La diversification pour pouvoir se retourner
En tout état de cause, les mutuelles qui ont mis tous les œufs dans le même panier ont plus à perdre que celles qui ont une activité plus diversifiée. Intériale, par exemple, réalise la moitié de son chiffre d’affaires sur la fonction publique de l’État et l’autre moitié sur la fonction publique territoriale. Elle a annoncé sa volonté de répondre aux appels d'offres avec Axa. Si elle gagne les appels d’offres du ministère de l’Intérieur et de la Justice, elle va doubler son chiffre d’affaires. Si elle les perd, elle va réduire de moitié son portefeuille. C’est quitte ou double. En plus, la mutuelle protège 34.000 jeunes via la LMDE, ce qui lui permet de baisser la moyenne d’âge de son portefeuille.
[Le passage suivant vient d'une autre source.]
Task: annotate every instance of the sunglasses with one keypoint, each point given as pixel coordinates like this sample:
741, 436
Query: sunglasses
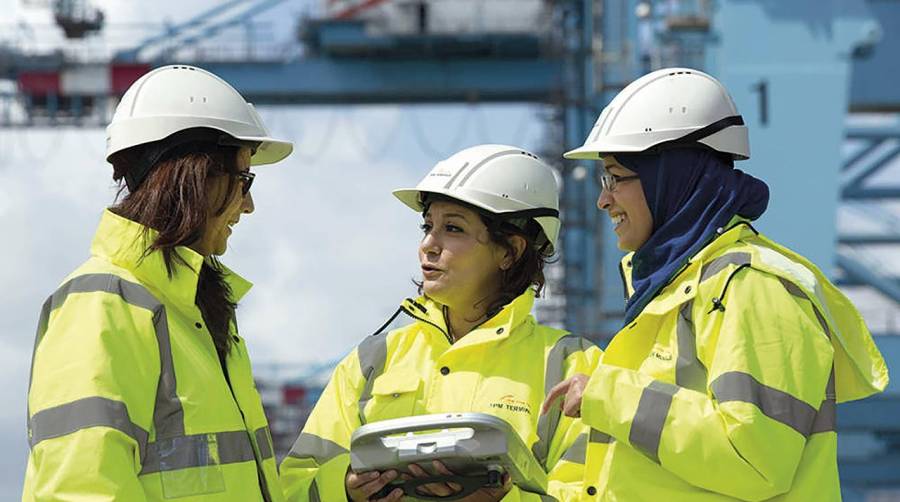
609, 181
246, 178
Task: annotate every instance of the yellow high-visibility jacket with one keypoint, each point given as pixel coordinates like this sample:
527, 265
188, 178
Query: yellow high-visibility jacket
504, 367
128, 400
724, 387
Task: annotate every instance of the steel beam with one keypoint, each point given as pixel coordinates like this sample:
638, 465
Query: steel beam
346, 81
858, 271
878, 193
874, 239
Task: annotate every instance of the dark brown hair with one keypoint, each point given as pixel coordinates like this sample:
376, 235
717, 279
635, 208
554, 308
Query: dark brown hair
173, 200
526, 272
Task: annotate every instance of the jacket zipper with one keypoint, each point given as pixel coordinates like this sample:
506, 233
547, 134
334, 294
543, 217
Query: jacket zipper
426, 321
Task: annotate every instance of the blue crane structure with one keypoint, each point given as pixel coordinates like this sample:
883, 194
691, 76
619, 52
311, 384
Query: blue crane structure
795, 69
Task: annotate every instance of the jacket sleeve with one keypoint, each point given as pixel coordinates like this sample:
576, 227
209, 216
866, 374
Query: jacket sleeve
769, 361
317, 464
91, 399
566, 453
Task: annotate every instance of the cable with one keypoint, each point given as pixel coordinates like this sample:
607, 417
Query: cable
360, 139
329, 129
427, 147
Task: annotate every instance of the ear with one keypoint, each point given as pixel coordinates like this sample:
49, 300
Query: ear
518, 244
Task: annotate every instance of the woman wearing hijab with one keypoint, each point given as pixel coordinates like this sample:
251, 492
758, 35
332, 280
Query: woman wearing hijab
490, 218
723, 381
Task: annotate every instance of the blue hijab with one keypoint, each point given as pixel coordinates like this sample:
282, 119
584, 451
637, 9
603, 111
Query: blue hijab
691, 192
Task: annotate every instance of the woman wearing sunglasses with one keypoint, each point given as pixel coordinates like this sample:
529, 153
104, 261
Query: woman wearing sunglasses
490, 220
141, 387
723, 381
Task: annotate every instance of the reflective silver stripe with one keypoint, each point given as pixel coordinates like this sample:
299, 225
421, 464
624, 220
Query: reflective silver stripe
775, 404
792, 288
195, 451
650, 417
314, 492
577, 452
82, 414
689, 371
554, 374
311, 446
717, 265
372, 354
826, 417
264, 442
168, 414
600, 437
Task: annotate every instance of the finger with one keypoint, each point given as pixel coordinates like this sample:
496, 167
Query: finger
440, 468
357, 479
417, 471
372, 487
572, 407
558, 390
573, 399
396, 494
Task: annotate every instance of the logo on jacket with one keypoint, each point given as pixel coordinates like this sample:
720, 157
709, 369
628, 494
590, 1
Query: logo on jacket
510, 403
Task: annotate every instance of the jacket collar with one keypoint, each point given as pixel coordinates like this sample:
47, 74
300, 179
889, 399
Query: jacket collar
731, 233
123, 242
509, 318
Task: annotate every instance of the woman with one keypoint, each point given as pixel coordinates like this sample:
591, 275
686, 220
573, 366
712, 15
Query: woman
490, 222
722, 384
141, 387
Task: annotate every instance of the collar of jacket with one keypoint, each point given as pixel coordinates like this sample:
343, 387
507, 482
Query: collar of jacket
509, 318
123, 242
683, 285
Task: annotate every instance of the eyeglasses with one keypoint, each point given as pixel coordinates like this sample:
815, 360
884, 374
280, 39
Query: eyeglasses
609, 181
247, 180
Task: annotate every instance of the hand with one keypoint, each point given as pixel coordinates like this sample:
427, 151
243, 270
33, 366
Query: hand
360, 486
444, 489
571, 389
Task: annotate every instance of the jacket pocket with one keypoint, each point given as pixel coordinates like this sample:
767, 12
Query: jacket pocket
190, 465
393, 395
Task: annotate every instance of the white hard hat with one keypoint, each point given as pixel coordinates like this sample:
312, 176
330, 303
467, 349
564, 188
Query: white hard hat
176, 98
503, 180
668, 106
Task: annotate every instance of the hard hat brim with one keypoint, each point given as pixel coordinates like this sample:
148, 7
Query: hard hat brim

Autre exemple, la Mutuelle générale de l’éducation nationale (MGEN), de son côté, a beaucoup œuvré ces derniers mois pour sortir de son rôle historique de mutuelle d’enseignants. Elle a annoncé de nombreux partenariats ces dernières semaines. En 2023, elle a conclu un accord avec MGP au ministère de l’Intérieur. Puis avec la MNH et Relyens, sur la fonction publique hospitalière. Enfin, avec la MGAS et Relyens sur les ministères sociaux. Et avec la MAEE au ministère des Affaires étrangères. La perte du portefeuille du ministère de la Transition écologique au bénéfice d’Alan est certes un coup dur mais la mutuelle du groupe Vyv a d’autres chantiers en perspective.
Dans ce contexte extrêmement concurrentiel et incertain, plusieurs scénarios sont sur la table et sans cesse remaniés. Le plus éprouvant pour les dirigeants est de manager dans l’incertitude et de maintenir la flamme au sein des équipes qui attendent depuis des mois de savoir à quelle sauce ils vont être mangés.